Update the kernel name if you used a different name as the source
for your Service VM kernel.
Add the ``menuentry`` at the bottom of :file:`40_custom`, keep the
``exec tail`` line at the top intact.
#. Modify the ``/etc/default/grub`` file to make the Grub menu visible when
booting and make it load the Service VM kernel by default. Modify the
lines shown below:
.. code-block:: none
GRUB_DEFAULT=ubuntu-service-vm
#GRUB_TIMEOUT_STYLE=hidden
GRUB_TIMEOUT=5
GRUB_CMDLINE_LINUX="text"
#. Update Grub on your system:
.. code-block:: none
$ sudo update-grub
Enable Network Sharing for the User VM
======================================
In the Ubuntu Service VM, enable network sharing for the User VM:
.. code-block:: none
$ sudo systemctl enable systemd-networkd
$ sudo systemctl start systemd-networkd
Reboot the System
=================
Reboot the system. You should see the Grub menu with the new **ACRN
ubuntu-service-vm** entry. Select it and proceed to booting the platform. The
system will start Ubuntu and you can now log in (as before).
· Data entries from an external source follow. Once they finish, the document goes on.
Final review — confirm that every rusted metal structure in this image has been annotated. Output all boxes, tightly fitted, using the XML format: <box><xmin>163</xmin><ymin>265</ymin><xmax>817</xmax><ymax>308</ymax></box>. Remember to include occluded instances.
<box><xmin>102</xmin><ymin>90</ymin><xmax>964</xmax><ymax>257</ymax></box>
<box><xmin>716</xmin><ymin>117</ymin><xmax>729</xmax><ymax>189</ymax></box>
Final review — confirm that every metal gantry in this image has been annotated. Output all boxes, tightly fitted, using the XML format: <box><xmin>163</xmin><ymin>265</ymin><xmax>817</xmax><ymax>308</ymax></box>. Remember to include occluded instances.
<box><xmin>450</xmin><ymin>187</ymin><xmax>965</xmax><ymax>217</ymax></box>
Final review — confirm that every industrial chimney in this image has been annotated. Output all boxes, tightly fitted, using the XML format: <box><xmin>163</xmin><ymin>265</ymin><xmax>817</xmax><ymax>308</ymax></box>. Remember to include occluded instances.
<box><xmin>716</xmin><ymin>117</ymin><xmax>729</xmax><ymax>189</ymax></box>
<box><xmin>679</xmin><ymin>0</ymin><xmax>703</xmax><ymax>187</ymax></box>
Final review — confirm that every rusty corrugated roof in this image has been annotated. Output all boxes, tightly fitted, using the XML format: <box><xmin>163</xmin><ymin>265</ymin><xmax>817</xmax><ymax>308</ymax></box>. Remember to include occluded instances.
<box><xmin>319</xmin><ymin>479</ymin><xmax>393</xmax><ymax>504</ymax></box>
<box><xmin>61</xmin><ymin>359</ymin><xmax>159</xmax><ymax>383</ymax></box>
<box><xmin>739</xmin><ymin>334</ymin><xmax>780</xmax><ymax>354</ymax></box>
To verify that the hypervisor is effectively running, check ``dmesg``. The
typical output of a successful installation resembles the following:
.. code-block:: none
$ dmesg | grep ACRN
[ 0.000000] Hypervisor detected: ACRN
[ 0.862942] ACRN HVLog: acrn_hvlog_init
Additional Settings in the Service VM
=====================================
Build and Install the RT Kernel for the Ubuntu User VM
------------------------------------------------------
Follow these instructions to build the RT kernel.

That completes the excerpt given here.